Glaucoma is a diabetic eye problem that can lead to irreversible vision loss. It is one of the major causes for blindness and one that needs aggressive management. Glaucoma is a diabetes complication that arises due to high sugar levels, high blood pressure, and other conditions like high cholesterol.
Diabetes and eyes – Diagnosis of Glaucoma
Glaucoma is a diabetes side effect that occurs when fluid accumulates in the front part of the eye. This increases the pressure inside the eyes (intraocular pressure) and damages the optic nerve. Fluid retention and buildup occurs in diabetes as a result of poor blood circulation and nerve damage.
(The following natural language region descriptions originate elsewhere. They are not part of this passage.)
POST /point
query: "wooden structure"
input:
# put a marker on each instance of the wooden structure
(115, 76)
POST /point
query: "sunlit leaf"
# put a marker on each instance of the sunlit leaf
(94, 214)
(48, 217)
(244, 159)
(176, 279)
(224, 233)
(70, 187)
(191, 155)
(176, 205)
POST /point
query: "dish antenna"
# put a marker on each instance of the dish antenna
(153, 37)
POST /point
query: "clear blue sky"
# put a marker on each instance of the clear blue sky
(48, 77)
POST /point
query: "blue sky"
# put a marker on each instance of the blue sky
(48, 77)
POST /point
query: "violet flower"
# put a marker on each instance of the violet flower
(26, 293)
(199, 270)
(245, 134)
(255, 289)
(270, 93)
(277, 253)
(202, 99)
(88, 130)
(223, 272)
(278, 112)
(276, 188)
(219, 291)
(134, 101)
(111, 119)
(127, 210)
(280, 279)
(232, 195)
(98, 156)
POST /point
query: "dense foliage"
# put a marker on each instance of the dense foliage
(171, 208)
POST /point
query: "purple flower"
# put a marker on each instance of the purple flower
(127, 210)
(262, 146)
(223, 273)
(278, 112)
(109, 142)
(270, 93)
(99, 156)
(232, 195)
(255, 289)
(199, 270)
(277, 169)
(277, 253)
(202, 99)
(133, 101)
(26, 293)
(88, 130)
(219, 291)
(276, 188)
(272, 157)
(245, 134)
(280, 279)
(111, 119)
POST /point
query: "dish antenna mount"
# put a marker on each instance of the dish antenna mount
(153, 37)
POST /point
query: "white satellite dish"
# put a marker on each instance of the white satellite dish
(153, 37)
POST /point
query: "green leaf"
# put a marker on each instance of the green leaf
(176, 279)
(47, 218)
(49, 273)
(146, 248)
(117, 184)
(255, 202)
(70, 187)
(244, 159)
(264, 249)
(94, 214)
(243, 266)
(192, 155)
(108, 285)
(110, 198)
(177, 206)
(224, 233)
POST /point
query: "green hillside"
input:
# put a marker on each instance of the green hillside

People with diabetes and high blood pressure are at a higher risk of developing glaucoma.
With increase in the intraocular pressure and high blood sugar levels, the tiny nerve fibers that constitute the optic nerve are damaged. This leads to the development of blind spots in the field of vision and progressive vision loss. Glaucoma is a major diabetes complication and a leading cause of blindness.
Since glaucoma is a major diabetes side effect and a leading cause of blindness, diabetes doctors and ophthalmologists advise an eye examination periodically based upon the risk of a person to get glaucoma.
While glaucoma is generally suspected in a normal eye examination, certain diagnostic tests are prescribed in order to confirm the diagnosis of glaucoma. These tests include:
Diagnostic tests for glaucoma
- Tonometry – This test is done to determine the intraocular pressure
- Ophthalmoscopy – This test is done to examine (damage to) the optic nerve
- Gonioscopy- This test measures whether the angle where the iris meets the cornea is wide, open, or narrow
- Pachymetry – This test is done to measure the corneal thickness
- Perimetry- This test is done to measure the field of vision
- Slit-lamp examination
- Optical coherence tomography
- Dilated fundus examination
- Laser scan of the retina (Laser tomography)
- Heidelberg Retinal Tomography
Based upon the results of these tests, the treatment options for glaucoma is evaluated and the appropriate treatment is given by the ophthalmologist in conjunction with a diabetes doctor.